Bibliographie complète.



Extrait

L’homme était à l’image de son art : ténébreux, secret, protéiforme. Sa manie : l’exactitude, celle de l’orfèvre, du luthier ou mieux, du premier violon. Forcément, il se devait d’être intransigeant, aux prises avec les exigences innombrables de son art. Généreux à l’excès aussi, rapide à discerner l’essentiel — le petit détail ou la grande idée — et à le partager. D’une intelligence supérieure qu’exaspéraient l’inertie de la matière et l’ineptie des collègues, il se querellait avec tout, impatient de tout obstacle, jaloux de son indépendance, empressé de réussir auprès d’une œuvre et d’un homme, tous deux devenus chers. Artiste jusqu’au bout des ongles, d’une sûreté de goût et d’adresse qui éclairait, et laissait pantois…

Travailler avec Thierry sur le livre en cours était moitié rude apprentissage, moitié extase, toujours étonnement. L’homme brûlait; le feu lui avait pris au cœur, un feu noir comme la fournaise où bouillonnait le plomb de sa fondeuse. L’étonnement final, c’était de voir sortir d’une telle chaleur — la passion souffrante du métier — des pages fraîches, d’une telle propreté, d’une telle précision lumineuse, comme les caractères neufs, étincelants, qui sortaient à grand fracas et cliquetis du trépidant appareil monotype. Souffrant de ne pas souffrir le moindre gâchis, la plus infime faute de doigté, souffrant de n’avoir jamais assez de temps, assez de place dans l’atelier pour ranger ses machines et son outillage. Souffrant enfin de n’être que lui-même dans les limites qu’un tel art — si vaste — lui imposait.

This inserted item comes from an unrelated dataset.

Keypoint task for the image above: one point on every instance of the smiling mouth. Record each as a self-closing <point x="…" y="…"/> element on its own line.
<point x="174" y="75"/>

Parmi toutes ses leçons, je tiens celle-ci pour la principale : que les arts du livre sont saturés du temps, celui de la présence humaine à l’œuvre depuis le fond des âges. «Eux ! — pestait-il, excédé — ils pensent qu’un livre se fait du jour au lendemain !» Réfléchir, calculer, prévoir; essayer, corriger, faire et refaire; réfléchir à nouveau, tout reprendre à zéro; prendre son temps de prendre le temps qu’il faut pour faire ce qu’il faut à l’approche de la perfection voulue… Thierry a eu le temps depuis 1974 de sortir de ses presses plus de 300 livres, chacun d’une distinction rare. À la fin, c’est moins le temps qui lui faisait défaut que les temps, qui se montraient perfides. Depuis longtemps il savait que le terrain où il avait bâti son art et sa passion se dérobait sous ses pieds. Les arts du plomb étaient morts avant lui; le temps du beau livre était révolu. Sans travail — d’ailleurs ne pouvant plus travailler —, il passait ses derniers jours à faire des collages.